These lights need to be horizontal as the element migrates down one end and creates a hot spot otherwise. Is this the problem?

Reply to
F Murtz

The 2D fluro jobbies are nice for indoor and close work, but sometimes the heat projected from the halogen ones is welcome!

Not moving them when hot seems to be the way to keep the lamps working.

Reply to
John Rumm

Thanks all. Will try lower power bulbs, and may also invest in a fluorescent one.

(Don't tend to move it around when hot, but I suspect lots of unplugging/replugging doesn't help.)

Reply to
Piers

...and letting it cool down, too...

They really are incredibly fragile. Look at 'em boz-eyed, and they bulbs go.

Reply to
Adrian

If you have access to a Costco they have an LED version of a lamp that looks like yours. They only usually sell decent stuff and are amazingly good at giving refunds in case of any problem.

Reply to
Murmansk

It's a Dulalite one, 5000K, 17.5W.

I mounted one about 25' over my parents' driveway a few months ago, and it's still working well. The light output was higher and better quality than the 20W LED light I actually bought for the purpose.

I can't yet tell how long it will last, but it's had some of the heaviest rain we've ever had during that period. I did some minor mods to waterproof it when using a different mount, but it's pretty well waterproofed anyway. Even the on/off slide switch on the back is just sliding a magnet, which operates a reed switch through the continuous plastic back.

Reply to
Andrew Gabriel

I have some 100w 117mm tubes, but I did buy them a few years ago,

Reply to
charles

It is if you buy from the likes of B&Q. Their bulbs can fail,before being used. ;-)

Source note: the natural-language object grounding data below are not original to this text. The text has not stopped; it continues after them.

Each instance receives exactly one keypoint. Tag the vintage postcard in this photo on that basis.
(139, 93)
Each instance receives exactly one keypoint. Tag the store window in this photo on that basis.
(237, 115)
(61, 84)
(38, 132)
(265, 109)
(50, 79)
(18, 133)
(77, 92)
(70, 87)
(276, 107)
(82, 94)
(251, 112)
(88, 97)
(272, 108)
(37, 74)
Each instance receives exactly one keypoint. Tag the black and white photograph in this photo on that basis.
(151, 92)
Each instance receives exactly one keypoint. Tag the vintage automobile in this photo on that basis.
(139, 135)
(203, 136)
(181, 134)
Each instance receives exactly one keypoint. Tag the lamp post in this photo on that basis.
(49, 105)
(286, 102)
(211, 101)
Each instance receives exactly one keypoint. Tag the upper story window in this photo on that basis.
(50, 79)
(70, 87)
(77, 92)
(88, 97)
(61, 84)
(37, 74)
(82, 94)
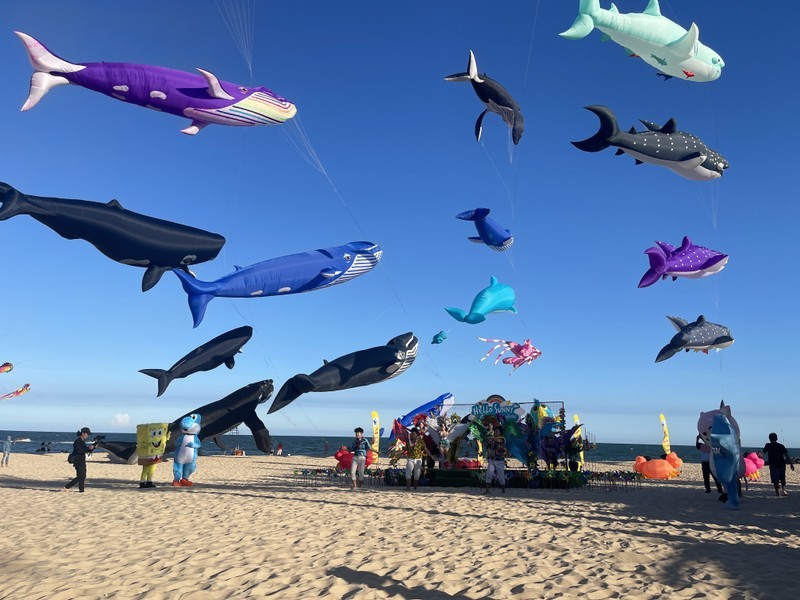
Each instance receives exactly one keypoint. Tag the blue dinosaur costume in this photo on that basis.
(186, 446)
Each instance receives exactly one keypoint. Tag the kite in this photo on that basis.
(700, 336)
(495, 97)
(202, 98)
(680, 152)
(726, 461)
(18, 392)
(439, 338)
(693, 262)
(221, 350)
(364, 367)
(489, 232)
(497, 297)
(524, 353)
(122, 235)
(284, 275)
(659, 42)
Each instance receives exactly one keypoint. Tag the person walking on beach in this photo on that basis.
(359, 448)
(7, 443)
(705, 464)
(79, 450)
(777, 457)
(415, 452)
(495, 445)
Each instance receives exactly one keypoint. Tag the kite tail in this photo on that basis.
(44, 63)
(584, 22)
(608, 130)
(161, 375)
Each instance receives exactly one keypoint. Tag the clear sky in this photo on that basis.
(397, 160)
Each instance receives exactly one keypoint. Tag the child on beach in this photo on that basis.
(777, 457)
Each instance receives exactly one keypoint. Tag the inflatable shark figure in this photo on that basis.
(682, 153)
(659, 42)
(202, 98)
(689, 261)
(700, 336)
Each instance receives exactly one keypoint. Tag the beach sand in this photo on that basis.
(252, 528)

Get some from a decent electrical wholesaler like TLC.

Reply to
Dave Plowman (News)

Goodness me, I wouldn't buy anything like that from a shed ... I'd buy it from the cheapest seller on ebay :-).

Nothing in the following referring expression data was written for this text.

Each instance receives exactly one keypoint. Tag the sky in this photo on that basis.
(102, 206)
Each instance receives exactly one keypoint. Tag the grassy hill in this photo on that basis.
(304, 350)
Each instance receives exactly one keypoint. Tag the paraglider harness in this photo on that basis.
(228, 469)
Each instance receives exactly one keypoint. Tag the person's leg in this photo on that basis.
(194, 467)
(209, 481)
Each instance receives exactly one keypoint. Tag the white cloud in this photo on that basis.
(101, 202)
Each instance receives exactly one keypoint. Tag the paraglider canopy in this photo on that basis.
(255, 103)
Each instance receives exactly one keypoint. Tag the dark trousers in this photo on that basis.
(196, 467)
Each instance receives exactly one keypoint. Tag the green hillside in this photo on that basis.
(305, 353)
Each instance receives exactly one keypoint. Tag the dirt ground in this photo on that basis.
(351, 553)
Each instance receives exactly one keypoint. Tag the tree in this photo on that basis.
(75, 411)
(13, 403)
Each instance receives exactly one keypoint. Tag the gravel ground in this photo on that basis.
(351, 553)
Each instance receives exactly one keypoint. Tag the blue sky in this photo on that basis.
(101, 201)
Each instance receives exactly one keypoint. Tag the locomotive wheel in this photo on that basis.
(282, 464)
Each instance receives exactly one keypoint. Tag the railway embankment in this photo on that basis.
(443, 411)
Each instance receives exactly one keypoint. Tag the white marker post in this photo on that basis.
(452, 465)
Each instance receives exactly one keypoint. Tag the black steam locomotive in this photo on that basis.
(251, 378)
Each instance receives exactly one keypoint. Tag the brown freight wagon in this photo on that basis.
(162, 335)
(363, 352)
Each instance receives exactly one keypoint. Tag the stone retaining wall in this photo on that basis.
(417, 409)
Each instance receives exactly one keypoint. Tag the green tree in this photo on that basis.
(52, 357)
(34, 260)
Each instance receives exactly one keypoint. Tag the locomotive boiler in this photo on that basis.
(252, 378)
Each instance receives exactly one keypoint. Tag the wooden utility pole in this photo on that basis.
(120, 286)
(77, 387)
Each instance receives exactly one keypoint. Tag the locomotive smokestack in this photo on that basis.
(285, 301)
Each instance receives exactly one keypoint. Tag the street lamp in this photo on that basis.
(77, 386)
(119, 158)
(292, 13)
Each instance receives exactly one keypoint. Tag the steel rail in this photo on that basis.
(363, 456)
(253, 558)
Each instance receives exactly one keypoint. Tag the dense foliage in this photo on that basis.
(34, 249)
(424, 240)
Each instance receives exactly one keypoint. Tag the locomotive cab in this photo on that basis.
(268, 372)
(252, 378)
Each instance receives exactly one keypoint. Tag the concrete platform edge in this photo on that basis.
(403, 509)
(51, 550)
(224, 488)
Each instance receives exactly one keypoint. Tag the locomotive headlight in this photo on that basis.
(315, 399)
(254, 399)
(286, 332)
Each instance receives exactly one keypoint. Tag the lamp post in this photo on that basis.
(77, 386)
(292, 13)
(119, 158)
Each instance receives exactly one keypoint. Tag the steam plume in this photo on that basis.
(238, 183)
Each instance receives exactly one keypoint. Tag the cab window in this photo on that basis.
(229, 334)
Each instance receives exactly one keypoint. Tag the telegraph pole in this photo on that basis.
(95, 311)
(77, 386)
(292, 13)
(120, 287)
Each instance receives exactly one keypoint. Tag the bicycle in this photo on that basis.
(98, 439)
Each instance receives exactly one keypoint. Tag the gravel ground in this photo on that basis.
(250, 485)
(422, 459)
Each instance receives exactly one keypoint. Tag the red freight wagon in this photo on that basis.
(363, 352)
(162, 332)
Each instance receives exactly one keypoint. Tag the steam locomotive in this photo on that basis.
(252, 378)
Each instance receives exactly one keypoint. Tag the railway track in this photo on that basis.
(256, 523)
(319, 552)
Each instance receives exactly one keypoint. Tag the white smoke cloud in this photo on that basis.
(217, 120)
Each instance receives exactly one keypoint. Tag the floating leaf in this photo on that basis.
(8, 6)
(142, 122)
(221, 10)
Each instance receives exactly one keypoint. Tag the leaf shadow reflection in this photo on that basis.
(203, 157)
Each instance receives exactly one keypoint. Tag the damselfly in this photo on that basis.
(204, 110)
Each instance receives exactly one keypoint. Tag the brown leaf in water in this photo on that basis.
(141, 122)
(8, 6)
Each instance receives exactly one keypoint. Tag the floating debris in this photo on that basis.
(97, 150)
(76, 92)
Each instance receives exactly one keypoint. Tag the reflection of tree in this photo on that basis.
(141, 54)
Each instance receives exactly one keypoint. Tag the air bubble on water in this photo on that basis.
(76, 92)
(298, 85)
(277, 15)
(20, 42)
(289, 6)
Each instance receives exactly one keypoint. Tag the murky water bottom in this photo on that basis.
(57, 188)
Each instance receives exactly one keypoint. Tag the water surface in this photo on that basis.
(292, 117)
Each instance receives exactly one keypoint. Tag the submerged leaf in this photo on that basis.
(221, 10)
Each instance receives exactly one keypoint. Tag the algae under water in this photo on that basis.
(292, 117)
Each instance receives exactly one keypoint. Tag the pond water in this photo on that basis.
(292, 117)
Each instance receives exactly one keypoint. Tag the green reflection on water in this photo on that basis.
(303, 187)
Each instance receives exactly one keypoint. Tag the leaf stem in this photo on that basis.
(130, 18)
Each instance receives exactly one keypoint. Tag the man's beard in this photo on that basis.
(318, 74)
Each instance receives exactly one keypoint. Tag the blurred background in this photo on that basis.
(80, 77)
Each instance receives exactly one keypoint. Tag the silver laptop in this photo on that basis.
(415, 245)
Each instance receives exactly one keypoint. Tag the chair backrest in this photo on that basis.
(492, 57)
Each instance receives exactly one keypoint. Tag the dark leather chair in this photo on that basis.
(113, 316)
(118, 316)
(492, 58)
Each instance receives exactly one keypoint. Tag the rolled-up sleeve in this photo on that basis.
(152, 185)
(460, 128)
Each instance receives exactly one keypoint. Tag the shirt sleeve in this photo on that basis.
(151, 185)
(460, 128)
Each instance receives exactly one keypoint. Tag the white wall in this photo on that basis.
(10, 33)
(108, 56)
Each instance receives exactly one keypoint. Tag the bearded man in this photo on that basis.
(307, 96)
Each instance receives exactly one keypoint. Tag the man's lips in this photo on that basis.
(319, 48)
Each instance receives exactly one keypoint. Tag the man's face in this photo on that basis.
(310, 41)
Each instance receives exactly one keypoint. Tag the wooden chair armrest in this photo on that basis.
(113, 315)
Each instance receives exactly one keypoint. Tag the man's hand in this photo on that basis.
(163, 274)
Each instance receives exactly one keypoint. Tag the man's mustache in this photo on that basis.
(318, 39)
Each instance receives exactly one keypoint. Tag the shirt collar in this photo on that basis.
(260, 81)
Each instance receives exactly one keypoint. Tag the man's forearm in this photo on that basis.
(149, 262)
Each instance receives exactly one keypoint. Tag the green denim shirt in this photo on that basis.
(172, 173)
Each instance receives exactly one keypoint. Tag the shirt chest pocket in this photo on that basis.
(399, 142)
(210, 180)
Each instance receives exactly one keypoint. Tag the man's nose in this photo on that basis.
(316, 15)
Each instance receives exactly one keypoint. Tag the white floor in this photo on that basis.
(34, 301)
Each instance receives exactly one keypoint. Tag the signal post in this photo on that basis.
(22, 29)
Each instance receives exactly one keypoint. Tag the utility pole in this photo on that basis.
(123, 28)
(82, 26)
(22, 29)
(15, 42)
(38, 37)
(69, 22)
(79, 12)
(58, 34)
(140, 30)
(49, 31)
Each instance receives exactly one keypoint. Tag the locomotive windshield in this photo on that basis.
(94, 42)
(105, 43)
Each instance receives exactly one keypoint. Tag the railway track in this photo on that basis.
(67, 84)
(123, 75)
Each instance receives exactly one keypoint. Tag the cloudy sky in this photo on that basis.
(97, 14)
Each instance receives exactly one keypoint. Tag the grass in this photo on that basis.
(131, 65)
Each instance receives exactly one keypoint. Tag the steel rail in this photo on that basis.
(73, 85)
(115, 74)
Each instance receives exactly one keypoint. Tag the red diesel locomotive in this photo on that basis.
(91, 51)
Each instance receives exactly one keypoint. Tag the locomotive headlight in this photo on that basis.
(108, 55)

I just bought a couple of branded bulbs from RS, as I needed to make the order up to get free postage. Will see how they perform.

Reply to
Piers

Right. ;-)

I've got one, and a replacement from TLC has lasted pretty well so far. The snag with the LED ones is they simply ain't anything like as bright. For where you need decent working light.

Reply to
Dave Plowman (News)

They are just shit and never last. Instead of buying any more of those, I'm looking seriously at LED arrays.

Reply to
Grimly Curmudgeon

I mostly use CFLs for this. Presumably you could convert it if you want. LEDs are better for small low light ouput tasks.

NT

Reply to
meow2222

You can get an LED array that gives the same light as a 400w halogen?